Among those with a chance to bring down Big Ben is Zach Railey of Clearwater, Fla., who took silver in Beijing in his Olympic debut.

"It's going to take me sailing extremely well," Railey said. "But I'm confident in my abilities."

Besides facing off against Ainslie, Railey gets to sail in the Olympics with sister Paige, who will represent the United States in the Laser Radial.

The venerable Star class, which also begins sailing Sunday, will provide a heavyweight showdown. Britain's Iain Percy and Scheidt, who finished 1-2 in Beijing, are back for another go-round. Scheidt is the reigning world champion and has been sailing well.

Scheidt has won two golds and two silvers in his Olympic career, the first three in the Laser class before moving up to the Star. Percy also has two golds, including in the Finn in 2000.

Scheidt expects a competitive regatta.

"I enjoy it because the level is so high," he said. "To win a race or to do well you've got to really hit the shifts and start well and sail well upwind and downwind. It's very exciting because it's as high as you can get, and it should be like this."

The Finn and Star classes are scheduled to have two races Sunday. The medals races in both classes are on Aug. 5.
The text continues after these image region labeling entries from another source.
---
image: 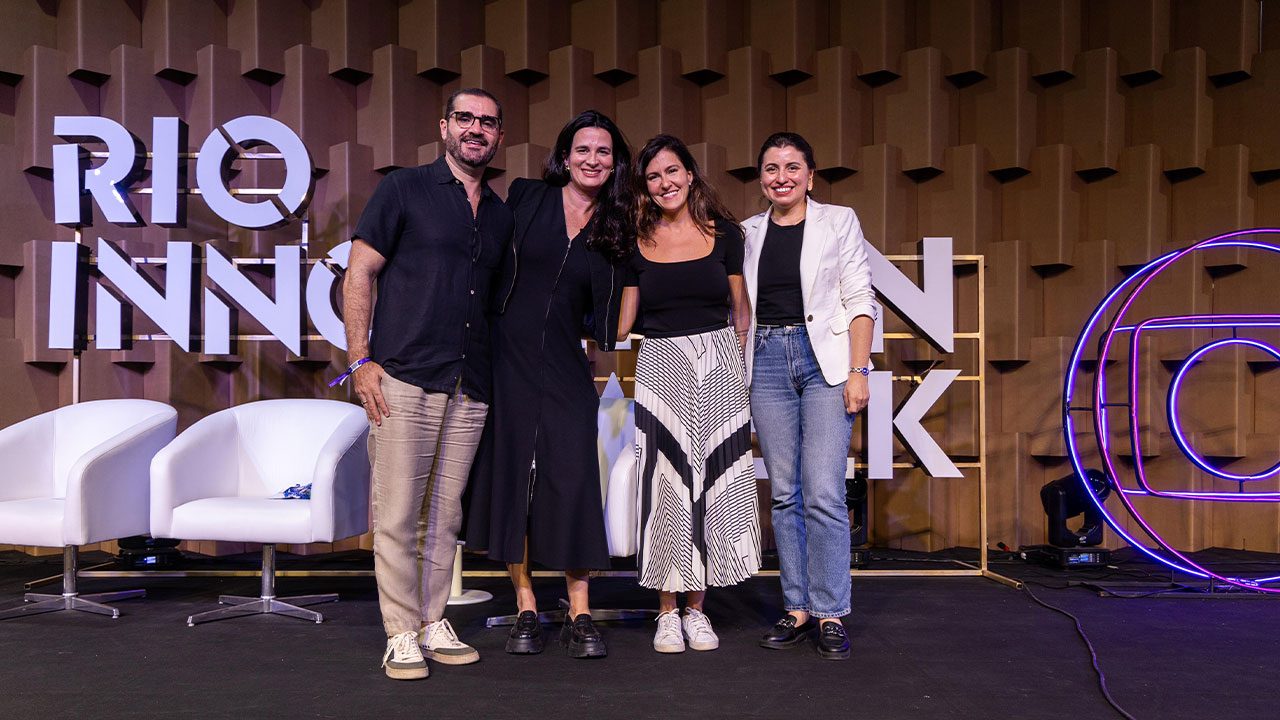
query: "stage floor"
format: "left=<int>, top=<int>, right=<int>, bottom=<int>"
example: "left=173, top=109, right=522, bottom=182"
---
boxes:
left=0, top=552, right=1280, bottom=720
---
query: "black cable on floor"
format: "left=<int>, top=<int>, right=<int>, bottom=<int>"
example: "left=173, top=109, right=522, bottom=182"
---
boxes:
left=1023, top=583, right=1137, bottom=720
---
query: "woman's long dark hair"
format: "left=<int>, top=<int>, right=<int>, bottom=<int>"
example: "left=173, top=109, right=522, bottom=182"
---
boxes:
left=543, top=110, right=635, bottom=263
left=632, top=135, right=737, bottom=245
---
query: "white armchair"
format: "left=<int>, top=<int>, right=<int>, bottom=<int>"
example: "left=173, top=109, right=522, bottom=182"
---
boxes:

Women's match racing begins Sunday as well. The favourite is Anna Tunnicliffe, who was born in England and moved with her family to the United States when she was 12. She won the gold in the Laser Radial in 2008. Now living in Plantation, Fla., she skippers a boat that includes crew Molly Vandemoer of Stanford, Calif., and Debbie Capozzi of Bayport, N.Y.

The regatta will be held on Weymouth Bay and Portland Harbor, which served as the embarkation point for the majority of the American soldiers who landed in Normandy on D-Day.